Seguramente una de las mejores cosas del libro de memorias más brillante que he leído, «Confieso que he vivido» (Pablo Neruda, 1974) es su título, con el que el autor se disculpa irónicamente por una vida intensa y poco modélica.

La semana pasada, Guillermo Fernández Vara decidió confesarse de prudencia, con ironía —del único modo que podía hacerse—, en Twitter. No sé si por el límite de caracteres que impone la red social no pudo, o quizá no quiso, confesarse de otros dos pecados mucho mayores: el pensamiento y la elocuencia. El primero es grave en un país donde las verdades reveladas por los sumos sacerdotes políticos imponen un pensamiento único y obligatorio, pero aún mucho más grave es evidenciar públicamente las ideas propias. Eso es pecado mortal, y requeriría, según las versiones más radicales del cristianismo, una larga sesión de latigazos hasta la sangre para poder redimirse. Los que sufrimos a diario en redes sociales a los inquisidores al servicio de los sumos pontífices lo sabemos bien.

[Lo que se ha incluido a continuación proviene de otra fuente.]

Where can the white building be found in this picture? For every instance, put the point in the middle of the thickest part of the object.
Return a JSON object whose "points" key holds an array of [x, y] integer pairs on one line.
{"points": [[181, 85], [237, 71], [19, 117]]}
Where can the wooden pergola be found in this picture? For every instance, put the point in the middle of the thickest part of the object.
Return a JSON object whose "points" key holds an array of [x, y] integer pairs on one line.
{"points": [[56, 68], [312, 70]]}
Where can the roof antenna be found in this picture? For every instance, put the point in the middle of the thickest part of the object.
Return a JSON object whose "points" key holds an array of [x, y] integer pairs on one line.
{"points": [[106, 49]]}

El presidente extremeño desafió una de las verdades reveladas por el sanedrín que redacta las sagradas escrituras de la política española actual: «Estas primeras vacunas van a funcionar perfectamente desde el primer día, tanto en seguridad como en eficacia, nos van a salvar del coronavirus en tiempo récord, así también de la crisis económica asociada, y con un poco de suerte este verano podréis ir a la playa y a finales de año todo habrá sido un mal sueño». Este es el mantra del discurso oficial —convenientemente disimulado— y, lo que es peor, envuelto en la apariencia de una verdad tan científica como decir que la Tierra es plana.

No han hecho falta ni tres días —el tiempo, único juez implacable— para que la realidad (el espacio donde de verdad se construye la ciencia ensayada en los laboratorios) y la economía (ese dios todopoderoso que dicta las verdades reveladas por los profetas) hayan puesto las cosas en su sitio. La realidad ha hecho que Noruega desaconseje la vacunación de personas muy mayores y en mal estado físico, porque bastantes muertes tras las primeras vacunaciones en ese país hacen pensar que son causadas por sus efectos secundarios. La economía ha impuesto que Pfizer tenga que reducir dosis y haya que administrarlas con menos prisa de la que tienen los contadores de votos.

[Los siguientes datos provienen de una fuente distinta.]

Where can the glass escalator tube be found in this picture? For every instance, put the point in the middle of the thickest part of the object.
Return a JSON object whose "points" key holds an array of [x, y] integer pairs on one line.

Fernández Vara lleva tiempo desafiando temerariamente otra de las verdades reveladas: las CC.AA. no se pueden confinar perimetralmente porque malamente se pueden cerrar puertas que no existen. Aún no ha recibido el justo castigo por esta audacia filosófica, que contraviene otro de los dogmas del nuevo credo: «si escribimos en el BOE que cerramos perimetralmente una región, el virus se da la vuelta al llegar a la frontera imaginaria que solo está en los mapas».

Sería gracioso si no fuera tremendamente peligroso lo que está pasando. Hay un discurso público totalmente falaz sobre la gestión de la pandemia que no solo no está sirviendo para combatirla, sino que está provocando la confusión, el enfado y el desconcierto de una ciudadanía maltratada por la enfermedad, la inquietud y las consecuencias sociales y económicas de la crisis. Pero lo peor no es que el discurso sea falaz, sino que los redactores de ese discurso, convertido en una suerte de catecismo, han fanatizado hasta tal punto a una parte de la sociedad, que está dispuesta a creerse cualquier idiotez siempre y cuando venga firmada por el sumo sacerdote o alguno de sus monaguillos.

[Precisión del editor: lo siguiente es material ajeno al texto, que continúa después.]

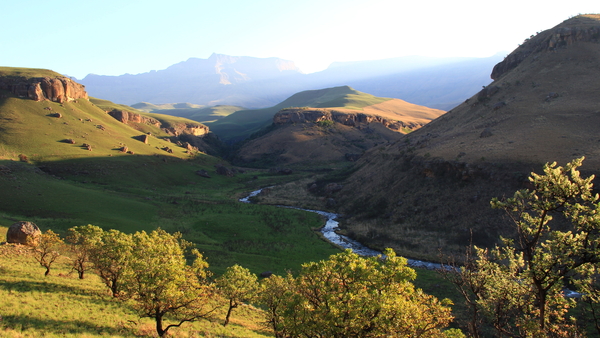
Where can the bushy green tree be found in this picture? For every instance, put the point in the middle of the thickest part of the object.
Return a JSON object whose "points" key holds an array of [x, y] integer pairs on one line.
{"points": [[521, 281], [46, 249], [238, 285], [352, 296], [81, 240], [110, 256], [161, 283]]}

El daño que se está haciendo es tan inmenso que quienes tienen responsabilidades públicas deberían asumir entre sus empeños prioritarios terminar radicalmente con este ambiente pseudoreligioso y devolver la política a su laicidad original: la del pensamiento, el debate, la persuasión, la crítica, la contradicción, la búsqueda de la verdad. Enfilando el final de su carrera política, uno de los grandes favores que nos podría hacer Fernández Vara (igual que todos los que están en su posición) es acabar con los feligreses —también con los suyos— y poner su granito de arena para que la mayoría no termine en el «pastafarismo», adorando al monstruo del espagueti volador, mientras unos pocos, cada vez menos, tenemos que pedir perdón por pensar por nosotros mismos.